I’m not sure how we expect these delicate creatures to make tough decisions. Particularly if it’s that time of the month. They’re probably more concerned about what they’re wearing than actually being politicians. Let me tell you something, you have to be very wary about ambitious men. And don’t they kill each other too with pure bitchiness? Sure they’d stab each other in the back before they’d shake a hand. You know what? Sometimes I think other men are men’s own worst enemies.
The ear-piercing dog whistle-level of men whining ruptures ear drums when it comes to the discussion around gender quotas. On current affairs television programmes and radio shows, the merits of gender quotas in politics are still being debated. Why? Quotas for candidates in the next election are already in place. As much as the media may have a misplaced desire for a confrontational bunfight on this topic, the “debate” is an extinct one. It’s already happening, and the reasons are pretty obvious.
There should be equal opportunity for everyone to succeed in the fields they wish to succeed in. And if there are barriers to succeeding due to age, race, gender or sexuality, those barriers should be broken. The exceptions of individuals succeeding within an unequal playing field (and fair bloody play to them) certainly provides role models, but it doesn’t necessarily break institutional barriers. Therefore, we have to come up with interventions to make things fairer for everyone. In areas that don’t self-regulate when it comes to equality of opportunity, quotas range from useful to necessary.
Caught in the crossfire
The term “merit” is tossed around a lot too, although I’m not entirely sure how many Irish politicians get elected “on merit”. In the hypothetical handbook, How To Get Elected To Office In Ireland, there are chapters on being your father’s son, going to funerals, helping constituents skip queues, undermining your opposition, being in a party that is already popular, being pals with a party leader, and being a local politician when you’re actually meant to be a national one. The “merit” chapter is pretty small.

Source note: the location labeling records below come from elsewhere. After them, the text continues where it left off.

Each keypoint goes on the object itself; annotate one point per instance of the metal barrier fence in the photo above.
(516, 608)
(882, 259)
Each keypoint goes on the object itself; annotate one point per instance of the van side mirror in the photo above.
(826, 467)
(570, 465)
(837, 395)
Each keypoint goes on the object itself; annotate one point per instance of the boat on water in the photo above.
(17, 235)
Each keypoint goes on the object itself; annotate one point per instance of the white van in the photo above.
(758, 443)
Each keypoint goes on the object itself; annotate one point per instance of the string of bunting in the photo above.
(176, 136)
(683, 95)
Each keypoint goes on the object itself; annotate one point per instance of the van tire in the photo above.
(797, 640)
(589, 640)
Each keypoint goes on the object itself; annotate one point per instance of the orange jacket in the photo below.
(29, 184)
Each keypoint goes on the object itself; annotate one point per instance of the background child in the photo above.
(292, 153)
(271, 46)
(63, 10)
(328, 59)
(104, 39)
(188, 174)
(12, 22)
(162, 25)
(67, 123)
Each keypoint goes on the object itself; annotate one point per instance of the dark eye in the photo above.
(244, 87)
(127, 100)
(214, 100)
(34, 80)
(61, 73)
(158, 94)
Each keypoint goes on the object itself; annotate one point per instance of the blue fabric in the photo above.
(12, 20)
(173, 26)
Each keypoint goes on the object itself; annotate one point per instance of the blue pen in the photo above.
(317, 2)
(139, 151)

In fact, Irish politics is so profoundly anti-intellectual and allergic to big ideas of any kind, not to mention actual qualifications, that “merit” might in fact undermine your electoral goals. Competence, intelligence, and genuine suitability are mere afterthoughts in election strategy.
Ego and selfishness
I don’t think anyone is willing to argue that 16 per cent representation of women in the Dáil, which places Ireland 25th out of 28 countries in the EU is just the natural order, “all things being equal” (which they’re not.)
Irish politics is not just anti-women, it is also anti-family. But conversations around childcare and family-friendly career opportunities are pitched as female ones because women still shoulder much of the responsibility when it comes to childrearing. Perhaps we should talk about that too. How successful would many of our male politicians be if their partners and wives had not taken up that responsibility? Where are the male politicians in the Dáil and the Seanad screaming and roaring about Ireland’s terrible paternity leave, or prohibitive childcare costs? Where are the men saying “I’ll stay at home so you can further your career”, a decision (and sometimes not even that) women have to make all the time?
In the popularity contest of electoral politics, the aphorism of “knowing thyself” is crucial. The biggest political party in Ireland has always been Mé Féin. But in order to improve the institution of politics, we must “know others”. Dear Male Politician, enough about you, what about the people not like you who find it far harder to get where you are because of how the deck is stacked?
But politics is almost exclusively about power. For male politicians, “I am against quotas” translates as “I do not want to give up my power”. If a male politician is so sure of his “merit” then he has nothing to fear. If, however, he has a slight suspicion that he got elected because of things other than merit, things like, oh I don’t know, a family dynasty, a firm handshake, an in with the lads, then he should be very worried indeed, because a woman who actually deserves to be there might unseat him. The horror.